- Date: 26 July-22 August 2017
- Location: South Africa
- Result: India A won the series
- Player of the series: Manish Pandey

Teams
- South Africa A: Afghanistan A / India A

Captains
- Khaya Zondo: Shafiqullah / Manish Pandey

Most runs
- Reeza Hendricks (266): Rahmat Shah (150) / Manish Pandey (307)

Most wickets
- Aaron Phangiso (10): Rahmat Shah (5) / Shardul Thakur (9)

= 2017 South Africa A Team Tri-Series =

International cricket tour

The 2017 South Africa A Team Tri-Series was a cricket tournament that took place in South Africa in July and August 2017. It was a tri-nation series between South Africa A, Afghanistan A and India A. The one-day matches were played as List A fixtures. Following the List A fixtures, South Africa A and India A played two four-day games with first-class status, also called unofficial Tests.

Originally, Australia A were scheduled to play in the series, but they withdrew in early July following an ongoing pay dispute with Cricket Australia. Later that month, Afghanistan A was named their replacement after the national team had been awarded test match status the previous month.
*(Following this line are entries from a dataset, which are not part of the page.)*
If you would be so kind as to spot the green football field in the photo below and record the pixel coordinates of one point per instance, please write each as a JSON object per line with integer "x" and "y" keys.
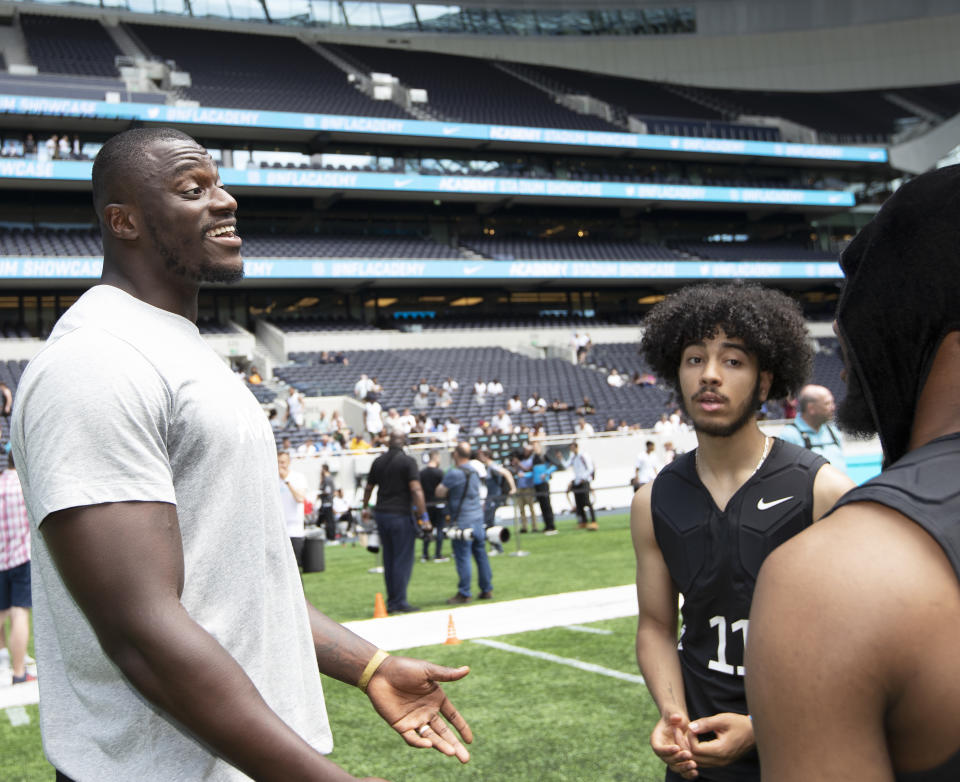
{"x": 533, "y": 717}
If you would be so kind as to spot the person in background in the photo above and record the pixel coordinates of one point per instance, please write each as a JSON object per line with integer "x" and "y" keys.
{"x": 542, "y": 469}
{"x": 15, "y": 597}
{"x": 294, "y": 408}
{"x": 813, "y": 428}
{"x": 293, "y": 494}
{"x": 647, "y": 467}
{"x": 522, "y": 464}
{"x": 326, "y": 493}
{"x": 461, "y": 489}
{"x": 704, "y": 525}
{"x": 583, "y": 473}
{"x": 851, "y": 665}
{"x": 430, "y": 477}
{"x": 500, "y": 485}
{"x": 397, "y": 479}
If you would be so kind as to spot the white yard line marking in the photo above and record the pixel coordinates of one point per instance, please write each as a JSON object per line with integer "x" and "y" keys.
{"x": 594, "y": 630}
{"x": 18, "y": 716}
{"x": 627, "y": 677}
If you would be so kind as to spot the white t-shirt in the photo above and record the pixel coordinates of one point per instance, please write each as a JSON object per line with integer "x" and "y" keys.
{"x": 584, "y": 431}
{"x": 127, "y": 402}
{"x": 293, "y": 510}
{"x": 372, "y": 417}
{"x": 648, "y": 465}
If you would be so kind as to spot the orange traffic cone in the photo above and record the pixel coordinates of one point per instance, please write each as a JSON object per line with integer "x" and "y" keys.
{"x": 452, "y": 633}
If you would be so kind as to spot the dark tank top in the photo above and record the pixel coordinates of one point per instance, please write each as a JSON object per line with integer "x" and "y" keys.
{"x": 923, "y": 487}
{"x": 714, "y": 557}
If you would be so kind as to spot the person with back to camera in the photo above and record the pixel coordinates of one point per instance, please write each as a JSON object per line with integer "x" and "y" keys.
{"x": 500, "y": 485}
{"x": 705, "y": 524}
{"x": 461, "y": 489}
{"x": 851, "y": 667}
{"x": 399, "y": 489}
{"x": 524, "y": 499}
{"x": 430, "y": 478}
{"x": 541, "y": 469}
{"x": 583, "y": 474}
{"x": 15, "y": 593}
{"x": 163, "y": 653}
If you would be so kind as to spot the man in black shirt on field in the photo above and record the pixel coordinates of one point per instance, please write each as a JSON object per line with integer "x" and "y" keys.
{"x": 705, "y": 524}
{"x": 327, "y": 490}
{"x": 855, "y": 626}
{"x": 430, "y": 477}
{"x": 399, "y": 490}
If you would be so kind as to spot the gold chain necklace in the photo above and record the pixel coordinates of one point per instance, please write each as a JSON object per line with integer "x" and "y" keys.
{"x": 767, "y": 441}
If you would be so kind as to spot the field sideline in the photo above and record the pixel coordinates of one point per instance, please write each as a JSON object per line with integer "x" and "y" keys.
{"x": 564, "y": 703}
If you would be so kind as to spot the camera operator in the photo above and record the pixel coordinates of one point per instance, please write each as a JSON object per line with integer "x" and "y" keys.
{"x": 500, "y": 485}
{"x": 461, "y": 488}
{"x": 398, "y": 480}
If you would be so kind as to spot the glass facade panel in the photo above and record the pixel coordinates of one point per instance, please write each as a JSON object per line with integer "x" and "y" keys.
{"x": 284, "y": 11}
{"x": 363, "y": 14}
{"x": 167, "y": 6}
{"x": 246, "y": 9}
{"x": 429, "y": 18}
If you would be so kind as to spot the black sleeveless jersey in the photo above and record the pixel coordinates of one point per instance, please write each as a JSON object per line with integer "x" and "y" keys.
{"x": 714, "y": 557}
{"x": 923, "y": 487}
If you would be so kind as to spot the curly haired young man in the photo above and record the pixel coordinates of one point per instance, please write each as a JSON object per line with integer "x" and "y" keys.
{"x": 705, "y": 525}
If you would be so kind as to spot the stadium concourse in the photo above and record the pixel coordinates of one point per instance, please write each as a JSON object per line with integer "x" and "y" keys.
{"x": 409, "y": 631}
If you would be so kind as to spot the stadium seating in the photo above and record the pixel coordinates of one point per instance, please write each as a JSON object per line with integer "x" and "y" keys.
{"x": 464, "y": 89}
{"x": 568, "y": 249}
{"x": 397, "y": 371}
{"x": 828, "y": 367}
{"x": 66, "y": 45}
{"x": 657, "y": 105}
{"x": 241, "y": 70}
{"x": 313, "y": 246}
{"x": 753, "y": 251}
{"x": 295, "y": 325}
{"x": 865, "y": 116}
{"x": 50, "y": 241}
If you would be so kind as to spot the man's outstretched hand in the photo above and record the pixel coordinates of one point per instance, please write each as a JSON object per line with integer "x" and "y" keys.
{"x": 406, "y": 693}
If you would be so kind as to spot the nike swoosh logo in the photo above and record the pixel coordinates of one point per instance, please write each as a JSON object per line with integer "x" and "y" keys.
{"x": 761, "y": 505}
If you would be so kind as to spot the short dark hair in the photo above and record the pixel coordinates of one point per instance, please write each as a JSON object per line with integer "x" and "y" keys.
{"x": 769, "y": 322}
{"x": 116, "y": 164}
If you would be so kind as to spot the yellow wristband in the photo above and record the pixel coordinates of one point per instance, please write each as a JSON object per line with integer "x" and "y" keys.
{"x": 372, "y": 666}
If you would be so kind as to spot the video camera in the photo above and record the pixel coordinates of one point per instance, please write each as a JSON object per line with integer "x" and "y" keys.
{"x": 495, "y": 534}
India A won the tri-series, beating South Africa A by 7 wickets in the competition's final. The first-class series was drawn 1–1, with South Africa A winning the first match and India A winning the second.

==List A series==
===Squads===

| Afghanistan A AFG | India A IND | South Africa A SA |
|---|---|---|
| Shafiqullah (c); Afsar Zazai (wk); Usman Ghani; Javed Ahmadi; Rahmat Shah; Younas Ahmadzai; Nasir Jamal; Najibullah Zadran; Karim Janat; Sharafuddin Ashraf; Yamin Ahmadzai; Fareed Ahmad; Ihsanullah; Younas Ahmadzai; Nawaz Khan; Mohammad Ibrahim; | Manish Pandey (c); Mandeep Singh; Shreyas Iyer; Sanju Samson; Deepak Hooda; Karun Nair; Krunal Pandya; Rishabh Pant (wk); Vijay Shankar; Axar Patel; Yuzvendra Chahal; Jayant Yadav; Basil Thampi; Mohammed Siraj; Shardul Thakur; Siddarth Kaul; | Khaya Zondo (c); Farhaan Behardien; Junior Dala; Henry Davids; Beuran Hendricks; Reeza Hendricks; Heinrich Klaasen; Mangaliso Mosehle; Willem Mulder; Dane Paterson; Aaron Phangiso; Dwaine Pretorius; Tabraiz Shamsi; Jason Smith; Jon-Jon Smuts; |

==First-class series==
===Squads===

| India A IND | South Africa A SA |
|---|---|
| Karun Nair (c); Priyank Panchal; Abhinav Mukund; Shreyas Iyer; Ankit Bawne; Sudip Chatterjee; Ishan Kishan (wk); Hanuma Vihari; Jayant Yadav; Shahbaz Nadeem; Navdeep Saini; Mohammed Siraj; Shardul Thakur; Aniket Choudhary; Ankit Rajpoot; Ravikumar Samarth; | Aiden Markram (c); Stephen Cook; Junior Dala; Beuran Hendricks; Heinrich Klaasen; David Miller; Duanne Olivier; Dane Paterson; Andile Phehlukwayo; Dane Piedt; Omphile Ramela; Rudi Second; Jason Smith; Shaun von Berg; Khaya Zondo; |

Ravikumar Samarth replaced Abhinav Mukund following the former's selection to the India squad for the Sri Lanka tour.